This Cybersecurity Policy describes the technical and organizational controls Vivytech has implemented to protect user data and maintain the security of the Clau platform. This policy is provided in connection with Alpaca Markets' OAuth due diligence requirements and is publicly available for transparency.
1. Data Classification
Vivytech classifies data into three tiers, each with corresponding handling requirements:
| Tier | Examples | Controls |
|---|---|---|
| Highly Sensitive | Alpaca OAuth tokens, Stripe credentials, JWT refresh tokens, passwords | Encrypted at rest (Fernet / AES-256); never logged; access restricted to backend service only |
| Sensitive | Full name, email, phone, bank balances, portfolio data, AI messages | Stored in PostgreSQL with access restricted to authenticated API calls; encrypted in transit (TLS); JWT access token required |
| Internal | Gamification points, notification preferences, AI message count, FCM tokens | Stored in PostgreSQL; authenticated API access required; not surfaced publicly |
2. Authentication and Access Control
User Authentication
- JWT-based authentication (RS256 or HS256) with short-lived access tokens and rotating refresh tokens
- Refresh tokens are single-use and rotated on each use; invalid tokens trigger immediate session clearance and require re-login
- Passwords are hashed using bcrypt (industry-standard adaptive hashing algorithm) before storage — plaintext passwords are never stored
- Failed login attempts are tracked per account; repeated failures trigger a time-based lockout
- Password reset is performed via a one-time OTP sent to the registered email address
API Access Control
- All API endpoints (except public auth endpoints) require a valid JWT access token
- Resource-level authorization: every endpoint verifies that the requesting user ID matches the resource owner (e.g., a user cannot access another user's subscription status)
- Privileged operations (admin features, dispatch endpoints) require additional secret key headers
- Rate limiting is enforced on all endpoints:
- 60 requests/minute for general read operations
- 30 requests/minute for write operations
- 10 requests/minute for sensitive operations (withdrawals, account changes)

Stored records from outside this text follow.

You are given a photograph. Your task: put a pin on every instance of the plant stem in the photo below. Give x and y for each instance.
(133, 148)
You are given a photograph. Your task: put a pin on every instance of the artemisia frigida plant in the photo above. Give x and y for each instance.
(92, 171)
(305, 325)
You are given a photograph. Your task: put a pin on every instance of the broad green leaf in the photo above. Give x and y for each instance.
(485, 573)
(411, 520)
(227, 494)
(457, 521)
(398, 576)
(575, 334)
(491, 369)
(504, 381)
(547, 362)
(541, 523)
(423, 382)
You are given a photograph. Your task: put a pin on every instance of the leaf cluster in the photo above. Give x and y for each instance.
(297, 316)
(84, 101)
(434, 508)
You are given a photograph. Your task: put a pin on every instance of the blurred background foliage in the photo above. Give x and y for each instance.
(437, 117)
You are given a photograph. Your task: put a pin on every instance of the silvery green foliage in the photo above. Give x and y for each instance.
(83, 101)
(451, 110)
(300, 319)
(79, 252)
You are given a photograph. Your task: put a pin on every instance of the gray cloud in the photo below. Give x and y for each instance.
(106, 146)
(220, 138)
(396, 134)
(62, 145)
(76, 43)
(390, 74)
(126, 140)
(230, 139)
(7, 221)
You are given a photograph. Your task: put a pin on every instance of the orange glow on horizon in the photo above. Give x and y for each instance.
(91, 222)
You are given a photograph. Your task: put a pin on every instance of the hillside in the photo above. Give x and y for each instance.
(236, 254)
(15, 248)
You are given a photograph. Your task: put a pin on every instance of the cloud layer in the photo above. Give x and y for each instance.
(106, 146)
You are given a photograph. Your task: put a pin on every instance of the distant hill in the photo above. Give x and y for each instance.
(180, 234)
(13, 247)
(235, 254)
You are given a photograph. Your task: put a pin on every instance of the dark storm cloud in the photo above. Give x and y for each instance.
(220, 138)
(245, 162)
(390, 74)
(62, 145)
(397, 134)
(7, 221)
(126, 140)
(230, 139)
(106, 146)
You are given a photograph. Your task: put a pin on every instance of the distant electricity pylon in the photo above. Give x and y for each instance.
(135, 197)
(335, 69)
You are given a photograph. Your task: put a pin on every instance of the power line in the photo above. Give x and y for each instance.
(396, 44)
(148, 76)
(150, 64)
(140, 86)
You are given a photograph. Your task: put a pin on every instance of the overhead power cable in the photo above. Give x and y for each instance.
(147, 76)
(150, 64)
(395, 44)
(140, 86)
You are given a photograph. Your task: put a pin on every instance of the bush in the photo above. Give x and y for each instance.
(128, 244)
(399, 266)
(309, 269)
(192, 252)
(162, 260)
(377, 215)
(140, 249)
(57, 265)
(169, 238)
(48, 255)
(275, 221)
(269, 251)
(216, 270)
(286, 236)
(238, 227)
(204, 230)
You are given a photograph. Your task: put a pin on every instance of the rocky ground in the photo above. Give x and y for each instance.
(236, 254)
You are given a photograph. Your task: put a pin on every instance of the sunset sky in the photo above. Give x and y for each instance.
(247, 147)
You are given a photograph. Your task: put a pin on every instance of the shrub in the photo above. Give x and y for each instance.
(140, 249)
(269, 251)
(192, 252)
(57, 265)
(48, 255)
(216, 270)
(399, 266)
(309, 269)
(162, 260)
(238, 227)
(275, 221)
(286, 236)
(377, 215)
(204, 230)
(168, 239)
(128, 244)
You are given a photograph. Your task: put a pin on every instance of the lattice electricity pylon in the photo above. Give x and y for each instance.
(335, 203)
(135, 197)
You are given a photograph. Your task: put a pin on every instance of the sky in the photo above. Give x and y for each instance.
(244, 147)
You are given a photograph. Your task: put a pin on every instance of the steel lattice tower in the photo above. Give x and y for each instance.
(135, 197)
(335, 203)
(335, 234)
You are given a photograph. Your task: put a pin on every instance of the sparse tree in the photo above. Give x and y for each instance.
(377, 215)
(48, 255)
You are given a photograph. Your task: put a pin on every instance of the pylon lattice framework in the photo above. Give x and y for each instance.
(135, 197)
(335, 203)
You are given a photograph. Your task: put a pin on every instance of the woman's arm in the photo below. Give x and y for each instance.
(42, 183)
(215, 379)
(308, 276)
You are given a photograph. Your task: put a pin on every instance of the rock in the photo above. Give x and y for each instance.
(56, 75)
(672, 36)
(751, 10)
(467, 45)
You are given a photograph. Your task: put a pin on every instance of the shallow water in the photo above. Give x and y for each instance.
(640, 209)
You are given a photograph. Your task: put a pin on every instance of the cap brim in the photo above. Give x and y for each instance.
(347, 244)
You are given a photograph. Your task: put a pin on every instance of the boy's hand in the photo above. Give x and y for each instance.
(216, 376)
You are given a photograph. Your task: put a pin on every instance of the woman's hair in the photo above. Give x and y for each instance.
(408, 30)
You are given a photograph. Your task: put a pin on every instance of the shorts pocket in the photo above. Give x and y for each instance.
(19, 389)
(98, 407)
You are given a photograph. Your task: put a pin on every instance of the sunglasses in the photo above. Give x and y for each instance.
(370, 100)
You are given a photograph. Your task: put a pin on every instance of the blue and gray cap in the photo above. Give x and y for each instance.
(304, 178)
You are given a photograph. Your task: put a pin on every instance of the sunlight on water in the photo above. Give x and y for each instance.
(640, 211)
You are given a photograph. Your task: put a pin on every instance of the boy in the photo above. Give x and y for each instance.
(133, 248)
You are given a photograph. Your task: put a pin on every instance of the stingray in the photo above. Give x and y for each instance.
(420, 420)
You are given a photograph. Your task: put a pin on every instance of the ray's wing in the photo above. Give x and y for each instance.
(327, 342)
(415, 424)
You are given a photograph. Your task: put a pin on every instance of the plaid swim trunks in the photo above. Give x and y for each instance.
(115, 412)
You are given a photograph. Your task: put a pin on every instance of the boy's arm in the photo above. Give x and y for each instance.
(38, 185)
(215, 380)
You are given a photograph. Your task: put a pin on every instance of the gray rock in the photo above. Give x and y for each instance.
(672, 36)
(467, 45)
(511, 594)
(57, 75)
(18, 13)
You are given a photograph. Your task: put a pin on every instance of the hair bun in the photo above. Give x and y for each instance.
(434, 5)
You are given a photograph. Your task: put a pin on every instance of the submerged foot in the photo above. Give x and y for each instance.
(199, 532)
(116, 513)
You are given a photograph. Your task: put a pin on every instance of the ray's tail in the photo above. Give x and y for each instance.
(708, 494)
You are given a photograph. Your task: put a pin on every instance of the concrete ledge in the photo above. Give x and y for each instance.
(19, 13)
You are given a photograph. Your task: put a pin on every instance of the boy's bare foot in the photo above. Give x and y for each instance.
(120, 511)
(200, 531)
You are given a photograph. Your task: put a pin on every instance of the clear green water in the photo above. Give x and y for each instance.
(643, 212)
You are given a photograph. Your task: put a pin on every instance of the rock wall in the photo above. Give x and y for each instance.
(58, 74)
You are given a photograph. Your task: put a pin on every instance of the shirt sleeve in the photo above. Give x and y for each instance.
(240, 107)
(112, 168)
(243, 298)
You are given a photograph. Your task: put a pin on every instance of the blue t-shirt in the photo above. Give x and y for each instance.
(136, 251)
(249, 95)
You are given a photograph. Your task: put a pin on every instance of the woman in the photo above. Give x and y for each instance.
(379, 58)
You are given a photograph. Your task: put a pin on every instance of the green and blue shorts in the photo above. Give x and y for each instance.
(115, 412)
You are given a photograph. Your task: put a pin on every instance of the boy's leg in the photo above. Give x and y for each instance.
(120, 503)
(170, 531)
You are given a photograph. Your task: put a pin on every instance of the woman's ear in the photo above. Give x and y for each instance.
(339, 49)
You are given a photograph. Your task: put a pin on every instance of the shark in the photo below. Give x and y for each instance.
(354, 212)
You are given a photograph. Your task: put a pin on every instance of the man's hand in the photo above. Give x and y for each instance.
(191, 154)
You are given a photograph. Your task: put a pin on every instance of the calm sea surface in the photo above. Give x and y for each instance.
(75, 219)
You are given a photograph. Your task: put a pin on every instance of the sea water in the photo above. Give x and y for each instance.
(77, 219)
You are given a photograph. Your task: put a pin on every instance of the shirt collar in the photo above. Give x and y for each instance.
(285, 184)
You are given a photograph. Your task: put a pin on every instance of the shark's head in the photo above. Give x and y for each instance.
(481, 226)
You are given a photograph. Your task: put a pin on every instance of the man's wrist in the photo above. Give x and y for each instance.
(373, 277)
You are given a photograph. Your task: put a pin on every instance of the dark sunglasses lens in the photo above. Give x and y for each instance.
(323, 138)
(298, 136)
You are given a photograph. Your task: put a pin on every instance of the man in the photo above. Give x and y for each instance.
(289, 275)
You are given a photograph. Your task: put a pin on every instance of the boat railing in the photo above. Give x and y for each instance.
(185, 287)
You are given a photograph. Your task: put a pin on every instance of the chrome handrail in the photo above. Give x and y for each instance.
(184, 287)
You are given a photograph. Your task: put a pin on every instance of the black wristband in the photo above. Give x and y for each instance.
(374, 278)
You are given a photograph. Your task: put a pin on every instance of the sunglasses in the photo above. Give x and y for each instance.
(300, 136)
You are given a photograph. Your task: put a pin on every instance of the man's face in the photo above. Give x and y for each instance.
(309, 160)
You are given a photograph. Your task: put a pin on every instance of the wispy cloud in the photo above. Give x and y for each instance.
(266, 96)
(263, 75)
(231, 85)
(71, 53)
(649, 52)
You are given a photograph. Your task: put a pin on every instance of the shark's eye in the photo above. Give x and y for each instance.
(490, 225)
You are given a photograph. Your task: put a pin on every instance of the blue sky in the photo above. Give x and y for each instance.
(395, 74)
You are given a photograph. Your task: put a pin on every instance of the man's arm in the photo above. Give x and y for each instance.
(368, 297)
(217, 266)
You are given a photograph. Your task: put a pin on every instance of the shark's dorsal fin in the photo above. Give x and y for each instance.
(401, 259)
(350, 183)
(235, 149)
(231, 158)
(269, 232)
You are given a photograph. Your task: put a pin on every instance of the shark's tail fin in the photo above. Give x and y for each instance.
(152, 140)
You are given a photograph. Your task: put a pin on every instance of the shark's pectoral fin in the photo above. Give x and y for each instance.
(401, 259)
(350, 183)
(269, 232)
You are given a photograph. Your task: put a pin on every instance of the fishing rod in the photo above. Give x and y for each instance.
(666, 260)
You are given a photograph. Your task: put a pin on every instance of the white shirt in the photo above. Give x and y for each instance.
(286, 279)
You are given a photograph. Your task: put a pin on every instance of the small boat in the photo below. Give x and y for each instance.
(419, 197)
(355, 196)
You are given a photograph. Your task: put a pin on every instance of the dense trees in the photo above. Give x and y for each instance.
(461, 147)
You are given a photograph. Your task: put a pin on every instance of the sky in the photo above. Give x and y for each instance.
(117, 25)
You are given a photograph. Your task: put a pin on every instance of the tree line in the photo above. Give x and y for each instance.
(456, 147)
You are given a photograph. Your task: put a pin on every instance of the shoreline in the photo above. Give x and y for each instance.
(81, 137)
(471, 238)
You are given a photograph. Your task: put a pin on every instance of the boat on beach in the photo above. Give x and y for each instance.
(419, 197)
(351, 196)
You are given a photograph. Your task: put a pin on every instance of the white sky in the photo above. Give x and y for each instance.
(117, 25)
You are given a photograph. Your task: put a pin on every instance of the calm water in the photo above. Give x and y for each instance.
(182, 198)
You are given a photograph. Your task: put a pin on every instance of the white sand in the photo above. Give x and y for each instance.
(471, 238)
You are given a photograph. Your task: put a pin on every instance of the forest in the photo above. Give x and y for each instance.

- 5 requests/minute for high-risk endpoints
Infrastructure Access
- EC2 server access requires SSH key-based authentication — password SSH login is disabled
- The backend API is bound to localhost (127.0.0.1) and is only publicly accessible via nginx reverse proxy over HTTPS
- Database (PostgreSQL) is not publicly exposed; it is accessible only from the backend service on the same host
- Environment variables and secrets (API keys, DB credentials) are stored in a system-level configuration file (
/etc/clau/env.conf) with restricted file permissions, not in source code or version control
3. Encryption
In Transit
- All client-to-server communication is encrypted using HTTPS/TLS 1.2+ enforced at the nginx layer
- HTTP requests are redirected to HTTPS automatically; plain HTTP access is not permitted
- All third-party API calls (Stripe, Alpaca, Firebase, Google Gemini) are made over HTTPS
At Rest — Server Side
- Alpaca OAuth access tokens are encrypted using Fernet symmetric encryption (AES-128-CBC with HMAC-SHA256 for integrity) before being written to the database
- Passwords are stored as bcrypt hashes; the plaintext password is never persisted
- The Fernet encryption key is stored as an environment variable and never hardcoded
At Rest — Client Side (Android)
- JWT access and refresh tokens on the user's device are stored in Android EncryptedSharedPreferences using AES-256-GCM encryption backed by the Android Keystore
- Stripe Financial Connections session data is also stored in EncryptedSharedPreferences
- No sensitive financial data is written to plaintext local storage
4. Third-Party Vendor Security
| Vendor | Purpose | Security Posture |
|---|---|---|
| Amazon Web Services | Server infrastructure (EC2, networking) | SOC 2 Type II, ISO 27001, PCI DSS Level 1 certified. Vivytech manages OS-level security and access controls on top of AWS's shared responsibility model. |
| Stripe, Inc. | Payment processing, bank data aggregation | PCI DSS Level 1 Service Provider. Stripe handles all cardholder data; Vivytech never processes raw card numbers. |
| Alpaca Securities LLC | Brokerage / trading execution | FINRA-registered broker-dealer, SIPC member. OAuth 2.0 authorization with short-lived encrypted tokens. Tokens revocable by user at any time. |
| Google LLC (Firebase) | Push notifications | ISO 27001, SOC 2, SOC 3 certified. Only device FCM tokens are shared — no financial data. |
| Google LLC (Gemini AI) | AI inference | Enterprise API with data processing agreements available. User AI messages and financial context are transmitted over HTTPS and subject to Google's API data handling policies. |
| PostgreSQL | Primary data store | Self-managed on AWS EC2. Database not internet-exposed. Regular automated backups. |
5. Vulnerability Management
- Dependencies (Python packages, Android libraries) are tracked in version-pinned requirement files and reviewed on an ongoing basis
- Server operating system patches are applied regularly; security updates are prioritized
- Input validation is enforced on all user-supplied data at the API boundary (email format, phone format, password length, request schema validation via Pydantic)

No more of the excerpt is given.